Er war etwa acht Jahr alt, als an einem Winterabend der erste fremde Mensch bei ihnen durch die Tür trat. Er hatte schwarzes Haar, und das hatte Thrond noch nie gesehen. Er sagte kurz "Guten Abend" und kam herein; Thrond wurde die Sache ängstlich, und er setzte sich auf einen Schemel am Herd. Die Mutter nötigte den Mann zum Sitzen; er tat es, und da faßte sie ihn genauer ins Auge: "Herrjeh, ist das nicht der Fiedel-Knut?" sagte sie.—"Ja, freilich ist er das. Es ist lange her, daß ich auf Deiner Hochzeit spielte."—"Ach ja, das ist schon eine ganze Weile. Kommst Du weit her?"—"Ich habe Weihnachten auf der andern Seite des Berges gespielt. Aber mitten im Gebirge wurde mir schlecht; ich mußte hier einkehren, um mich auszuruhen."
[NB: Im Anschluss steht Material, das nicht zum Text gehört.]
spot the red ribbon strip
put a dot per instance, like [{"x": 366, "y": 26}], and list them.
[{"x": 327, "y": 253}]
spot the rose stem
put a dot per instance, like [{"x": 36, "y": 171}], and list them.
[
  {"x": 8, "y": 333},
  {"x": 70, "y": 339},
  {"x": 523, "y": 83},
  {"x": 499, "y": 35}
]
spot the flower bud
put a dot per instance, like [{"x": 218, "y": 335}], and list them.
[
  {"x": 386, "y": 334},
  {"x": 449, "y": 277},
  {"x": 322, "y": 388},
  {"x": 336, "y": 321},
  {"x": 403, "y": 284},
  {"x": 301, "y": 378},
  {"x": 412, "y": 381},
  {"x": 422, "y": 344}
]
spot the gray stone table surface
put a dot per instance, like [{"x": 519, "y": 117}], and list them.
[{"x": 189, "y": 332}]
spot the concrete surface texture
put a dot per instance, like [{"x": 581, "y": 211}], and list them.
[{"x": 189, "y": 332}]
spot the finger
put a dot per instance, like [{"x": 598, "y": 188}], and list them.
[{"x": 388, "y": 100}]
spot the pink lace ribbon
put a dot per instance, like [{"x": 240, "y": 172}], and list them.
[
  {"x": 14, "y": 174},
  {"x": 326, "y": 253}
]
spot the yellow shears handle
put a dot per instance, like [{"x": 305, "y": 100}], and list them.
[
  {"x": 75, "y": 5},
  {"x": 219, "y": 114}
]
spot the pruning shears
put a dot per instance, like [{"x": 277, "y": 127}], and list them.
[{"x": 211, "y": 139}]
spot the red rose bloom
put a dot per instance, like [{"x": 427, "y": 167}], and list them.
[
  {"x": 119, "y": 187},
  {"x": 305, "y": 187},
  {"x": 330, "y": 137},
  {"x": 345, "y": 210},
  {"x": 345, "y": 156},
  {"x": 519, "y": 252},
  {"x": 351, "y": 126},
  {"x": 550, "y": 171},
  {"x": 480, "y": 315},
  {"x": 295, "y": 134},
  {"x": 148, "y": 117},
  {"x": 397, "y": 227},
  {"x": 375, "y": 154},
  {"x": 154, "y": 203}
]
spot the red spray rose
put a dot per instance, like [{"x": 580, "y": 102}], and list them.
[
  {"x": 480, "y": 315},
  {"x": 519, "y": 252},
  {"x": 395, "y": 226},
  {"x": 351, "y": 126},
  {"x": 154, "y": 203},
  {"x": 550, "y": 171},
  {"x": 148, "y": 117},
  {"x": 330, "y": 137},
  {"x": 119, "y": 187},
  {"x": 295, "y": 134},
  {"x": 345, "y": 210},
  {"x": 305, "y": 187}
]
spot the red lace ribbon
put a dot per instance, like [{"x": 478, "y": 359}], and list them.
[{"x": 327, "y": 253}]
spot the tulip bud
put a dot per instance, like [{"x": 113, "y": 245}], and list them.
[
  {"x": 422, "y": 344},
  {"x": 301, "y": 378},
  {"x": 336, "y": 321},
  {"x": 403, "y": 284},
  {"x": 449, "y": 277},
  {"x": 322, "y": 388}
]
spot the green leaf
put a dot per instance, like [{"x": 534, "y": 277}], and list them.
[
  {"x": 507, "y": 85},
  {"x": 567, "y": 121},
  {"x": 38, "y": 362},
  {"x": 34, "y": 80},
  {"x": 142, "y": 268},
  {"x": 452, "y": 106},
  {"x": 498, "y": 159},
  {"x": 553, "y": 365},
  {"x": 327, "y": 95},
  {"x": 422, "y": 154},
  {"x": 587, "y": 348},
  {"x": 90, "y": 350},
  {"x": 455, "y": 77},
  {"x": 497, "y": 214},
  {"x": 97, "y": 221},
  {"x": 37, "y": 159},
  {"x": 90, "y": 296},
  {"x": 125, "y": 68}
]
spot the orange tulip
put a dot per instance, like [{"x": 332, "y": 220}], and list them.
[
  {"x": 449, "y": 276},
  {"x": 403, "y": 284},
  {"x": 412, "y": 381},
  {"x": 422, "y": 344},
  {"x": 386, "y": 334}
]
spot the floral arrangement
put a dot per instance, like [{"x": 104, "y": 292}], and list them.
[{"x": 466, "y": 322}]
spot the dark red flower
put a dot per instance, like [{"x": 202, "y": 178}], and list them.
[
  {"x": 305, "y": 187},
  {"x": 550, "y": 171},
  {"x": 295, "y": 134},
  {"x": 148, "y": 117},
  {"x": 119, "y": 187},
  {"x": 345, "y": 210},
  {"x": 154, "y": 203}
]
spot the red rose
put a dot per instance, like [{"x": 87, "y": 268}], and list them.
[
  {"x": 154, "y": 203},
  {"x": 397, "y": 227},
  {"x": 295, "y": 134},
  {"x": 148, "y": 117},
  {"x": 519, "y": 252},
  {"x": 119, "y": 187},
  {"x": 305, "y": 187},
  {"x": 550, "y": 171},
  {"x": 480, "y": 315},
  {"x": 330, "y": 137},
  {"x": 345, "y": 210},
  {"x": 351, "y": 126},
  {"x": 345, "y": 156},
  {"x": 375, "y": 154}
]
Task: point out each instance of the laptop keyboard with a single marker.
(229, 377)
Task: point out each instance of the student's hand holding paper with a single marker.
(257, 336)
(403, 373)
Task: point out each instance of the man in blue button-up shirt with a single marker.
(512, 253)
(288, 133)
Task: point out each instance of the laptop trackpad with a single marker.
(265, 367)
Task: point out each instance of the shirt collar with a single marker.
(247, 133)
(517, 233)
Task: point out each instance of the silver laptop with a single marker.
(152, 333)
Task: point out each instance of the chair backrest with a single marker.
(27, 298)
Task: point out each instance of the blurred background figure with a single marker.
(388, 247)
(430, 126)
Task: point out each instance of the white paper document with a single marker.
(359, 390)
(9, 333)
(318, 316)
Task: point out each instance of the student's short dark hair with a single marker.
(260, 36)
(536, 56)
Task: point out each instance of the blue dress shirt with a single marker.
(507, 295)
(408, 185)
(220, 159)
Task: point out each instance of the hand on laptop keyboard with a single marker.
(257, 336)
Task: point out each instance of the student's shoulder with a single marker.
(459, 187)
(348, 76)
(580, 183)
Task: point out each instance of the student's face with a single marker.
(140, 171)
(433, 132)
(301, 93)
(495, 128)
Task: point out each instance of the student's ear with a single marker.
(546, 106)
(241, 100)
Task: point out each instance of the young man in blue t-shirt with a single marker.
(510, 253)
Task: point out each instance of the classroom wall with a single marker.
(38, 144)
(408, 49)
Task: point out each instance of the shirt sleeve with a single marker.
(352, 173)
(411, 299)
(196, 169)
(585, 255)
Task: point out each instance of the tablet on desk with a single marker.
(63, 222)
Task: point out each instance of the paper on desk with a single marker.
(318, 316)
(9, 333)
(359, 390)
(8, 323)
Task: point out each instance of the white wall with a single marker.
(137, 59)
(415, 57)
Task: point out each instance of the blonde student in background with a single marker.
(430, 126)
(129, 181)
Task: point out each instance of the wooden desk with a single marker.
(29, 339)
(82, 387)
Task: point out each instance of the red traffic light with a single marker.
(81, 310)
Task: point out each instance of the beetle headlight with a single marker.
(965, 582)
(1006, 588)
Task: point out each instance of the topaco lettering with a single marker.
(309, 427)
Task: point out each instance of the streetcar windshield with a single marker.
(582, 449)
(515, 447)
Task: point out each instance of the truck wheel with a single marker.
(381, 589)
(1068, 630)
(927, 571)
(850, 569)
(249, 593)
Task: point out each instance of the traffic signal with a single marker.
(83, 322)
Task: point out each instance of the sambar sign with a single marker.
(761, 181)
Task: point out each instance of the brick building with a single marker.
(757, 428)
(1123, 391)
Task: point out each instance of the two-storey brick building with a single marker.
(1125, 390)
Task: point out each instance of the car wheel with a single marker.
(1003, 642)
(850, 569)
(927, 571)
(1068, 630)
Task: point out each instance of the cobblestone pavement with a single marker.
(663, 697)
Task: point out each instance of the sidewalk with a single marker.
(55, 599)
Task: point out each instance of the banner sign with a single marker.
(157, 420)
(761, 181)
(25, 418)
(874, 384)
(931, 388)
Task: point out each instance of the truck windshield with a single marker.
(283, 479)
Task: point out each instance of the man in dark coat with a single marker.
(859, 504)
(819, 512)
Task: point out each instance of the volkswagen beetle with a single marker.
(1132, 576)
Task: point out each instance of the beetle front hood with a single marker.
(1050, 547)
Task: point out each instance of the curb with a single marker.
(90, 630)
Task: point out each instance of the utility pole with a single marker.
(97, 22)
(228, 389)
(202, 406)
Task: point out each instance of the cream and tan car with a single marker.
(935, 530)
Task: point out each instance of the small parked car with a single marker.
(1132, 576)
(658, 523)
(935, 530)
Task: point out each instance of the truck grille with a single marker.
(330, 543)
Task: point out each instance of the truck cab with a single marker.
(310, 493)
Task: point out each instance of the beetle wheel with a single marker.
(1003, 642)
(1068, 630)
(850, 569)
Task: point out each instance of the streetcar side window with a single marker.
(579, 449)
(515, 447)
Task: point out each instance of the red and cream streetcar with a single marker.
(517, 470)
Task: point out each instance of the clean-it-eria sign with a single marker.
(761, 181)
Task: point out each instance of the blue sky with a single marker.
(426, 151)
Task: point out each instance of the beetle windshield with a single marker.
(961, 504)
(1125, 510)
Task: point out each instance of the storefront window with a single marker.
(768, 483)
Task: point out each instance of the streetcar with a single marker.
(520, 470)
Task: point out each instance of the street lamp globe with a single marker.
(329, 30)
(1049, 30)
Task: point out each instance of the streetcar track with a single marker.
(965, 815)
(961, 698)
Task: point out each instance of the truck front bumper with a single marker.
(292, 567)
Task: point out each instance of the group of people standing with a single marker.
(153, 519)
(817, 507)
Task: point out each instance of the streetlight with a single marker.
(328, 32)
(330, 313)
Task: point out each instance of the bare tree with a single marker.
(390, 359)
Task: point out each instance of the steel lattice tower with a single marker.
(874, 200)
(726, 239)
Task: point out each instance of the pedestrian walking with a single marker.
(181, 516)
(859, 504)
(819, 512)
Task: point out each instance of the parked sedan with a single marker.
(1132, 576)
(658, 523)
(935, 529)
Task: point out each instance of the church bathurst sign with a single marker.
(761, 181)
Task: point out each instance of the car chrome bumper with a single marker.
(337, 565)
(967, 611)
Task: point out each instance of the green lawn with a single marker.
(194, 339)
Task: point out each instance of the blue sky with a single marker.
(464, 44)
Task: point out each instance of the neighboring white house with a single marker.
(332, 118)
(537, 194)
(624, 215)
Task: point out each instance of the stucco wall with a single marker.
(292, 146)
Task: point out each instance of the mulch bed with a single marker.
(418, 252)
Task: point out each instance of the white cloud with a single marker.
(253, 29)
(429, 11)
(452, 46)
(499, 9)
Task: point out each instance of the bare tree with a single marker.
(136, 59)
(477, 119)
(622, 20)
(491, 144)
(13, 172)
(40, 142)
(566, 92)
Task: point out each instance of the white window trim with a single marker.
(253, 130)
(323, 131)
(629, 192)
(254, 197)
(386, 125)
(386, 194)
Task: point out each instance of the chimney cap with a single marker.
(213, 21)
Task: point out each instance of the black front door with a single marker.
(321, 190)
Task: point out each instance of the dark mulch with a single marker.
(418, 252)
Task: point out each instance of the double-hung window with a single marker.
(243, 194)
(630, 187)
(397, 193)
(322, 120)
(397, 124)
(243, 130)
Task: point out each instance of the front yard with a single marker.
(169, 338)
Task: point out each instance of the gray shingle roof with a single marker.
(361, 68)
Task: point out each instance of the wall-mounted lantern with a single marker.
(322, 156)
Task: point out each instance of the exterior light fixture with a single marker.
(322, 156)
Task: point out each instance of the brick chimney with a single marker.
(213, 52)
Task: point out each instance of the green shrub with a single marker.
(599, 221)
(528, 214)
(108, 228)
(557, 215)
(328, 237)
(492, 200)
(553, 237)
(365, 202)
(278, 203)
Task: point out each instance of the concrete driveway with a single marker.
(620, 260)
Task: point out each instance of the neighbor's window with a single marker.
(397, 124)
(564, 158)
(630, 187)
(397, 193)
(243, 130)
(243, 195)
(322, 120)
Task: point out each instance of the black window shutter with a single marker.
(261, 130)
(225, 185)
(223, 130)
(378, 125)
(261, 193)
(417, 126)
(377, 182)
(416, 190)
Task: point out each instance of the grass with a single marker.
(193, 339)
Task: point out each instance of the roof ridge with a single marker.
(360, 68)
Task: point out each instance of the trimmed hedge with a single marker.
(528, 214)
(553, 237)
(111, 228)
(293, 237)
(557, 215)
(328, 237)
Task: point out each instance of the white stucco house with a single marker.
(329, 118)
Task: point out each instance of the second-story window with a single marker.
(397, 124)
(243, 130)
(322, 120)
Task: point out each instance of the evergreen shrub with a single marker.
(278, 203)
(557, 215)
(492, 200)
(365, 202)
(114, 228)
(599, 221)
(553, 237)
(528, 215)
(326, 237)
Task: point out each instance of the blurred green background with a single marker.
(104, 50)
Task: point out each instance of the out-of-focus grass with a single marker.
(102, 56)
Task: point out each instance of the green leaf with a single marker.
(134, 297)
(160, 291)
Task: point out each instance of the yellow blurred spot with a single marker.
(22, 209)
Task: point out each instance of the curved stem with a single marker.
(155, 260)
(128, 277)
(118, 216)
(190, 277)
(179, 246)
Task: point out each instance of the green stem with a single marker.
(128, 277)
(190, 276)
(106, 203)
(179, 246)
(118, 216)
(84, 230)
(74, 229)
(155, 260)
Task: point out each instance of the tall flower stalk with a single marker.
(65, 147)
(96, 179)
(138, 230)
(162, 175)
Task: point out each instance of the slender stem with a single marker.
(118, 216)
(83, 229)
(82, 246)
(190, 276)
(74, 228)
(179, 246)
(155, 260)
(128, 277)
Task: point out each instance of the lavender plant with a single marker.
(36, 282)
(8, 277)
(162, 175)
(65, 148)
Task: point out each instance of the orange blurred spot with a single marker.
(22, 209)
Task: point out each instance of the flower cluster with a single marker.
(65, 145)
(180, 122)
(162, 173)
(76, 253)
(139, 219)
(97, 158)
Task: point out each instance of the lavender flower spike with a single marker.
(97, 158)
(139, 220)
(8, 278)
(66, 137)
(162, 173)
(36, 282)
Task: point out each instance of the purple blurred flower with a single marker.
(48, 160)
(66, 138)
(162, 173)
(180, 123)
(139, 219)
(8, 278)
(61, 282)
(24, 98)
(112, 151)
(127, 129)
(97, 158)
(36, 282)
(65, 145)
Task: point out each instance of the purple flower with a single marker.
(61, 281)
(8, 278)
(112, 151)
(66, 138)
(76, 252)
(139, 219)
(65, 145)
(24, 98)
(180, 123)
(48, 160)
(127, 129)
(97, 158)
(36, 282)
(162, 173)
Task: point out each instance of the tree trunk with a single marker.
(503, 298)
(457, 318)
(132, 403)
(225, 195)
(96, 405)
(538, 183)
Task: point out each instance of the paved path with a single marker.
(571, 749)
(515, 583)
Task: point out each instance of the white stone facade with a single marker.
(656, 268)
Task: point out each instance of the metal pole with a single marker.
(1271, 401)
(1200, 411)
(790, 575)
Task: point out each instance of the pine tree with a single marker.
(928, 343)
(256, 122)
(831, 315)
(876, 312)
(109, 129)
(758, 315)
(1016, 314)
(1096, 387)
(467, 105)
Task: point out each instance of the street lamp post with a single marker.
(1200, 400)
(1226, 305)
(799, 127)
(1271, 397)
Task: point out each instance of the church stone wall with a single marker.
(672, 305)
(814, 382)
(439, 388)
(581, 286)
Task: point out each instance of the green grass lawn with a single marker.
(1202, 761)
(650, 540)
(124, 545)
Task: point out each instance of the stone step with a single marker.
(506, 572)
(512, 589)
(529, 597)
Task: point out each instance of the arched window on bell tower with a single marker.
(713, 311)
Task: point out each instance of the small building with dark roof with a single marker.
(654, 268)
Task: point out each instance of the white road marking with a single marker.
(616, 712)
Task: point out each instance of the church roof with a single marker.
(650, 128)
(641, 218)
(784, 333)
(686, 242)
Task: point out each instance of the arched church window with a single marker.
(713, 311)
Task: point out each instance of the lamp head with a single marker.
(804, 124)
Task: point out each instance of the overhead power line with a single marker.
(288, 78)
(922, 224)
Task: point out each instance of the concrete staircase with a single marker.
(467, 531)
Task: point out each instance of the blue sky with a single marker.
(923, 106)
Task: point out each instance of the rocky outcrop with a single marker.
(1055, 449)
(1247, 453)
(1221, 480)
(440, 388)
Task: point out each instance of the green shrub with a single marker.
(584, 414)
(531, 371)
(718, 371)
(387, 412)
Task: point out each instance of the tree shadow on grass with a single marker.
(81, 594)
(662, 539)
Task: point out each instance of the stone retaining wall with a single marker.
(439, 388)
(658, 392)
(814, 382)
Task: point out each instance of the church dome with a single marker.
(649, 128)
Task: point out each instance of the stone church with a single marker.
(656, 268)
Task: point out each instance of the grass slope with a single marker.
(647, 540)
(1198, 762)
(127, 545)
Die Mutter brachte ihm Essen herein; er setzte sich an den Tisch, sagte aber nicht "in Jesu Namen", wie der Junge es doch immer gehört hatte. Als er fertig war, stand er auf: "Nun ist mir wieder ganz gut", sagte er; "laßt mich jetzt ein klein bißchen ruhen." Und er wurde zum Ausruhen in Thronds Bett gesteckt.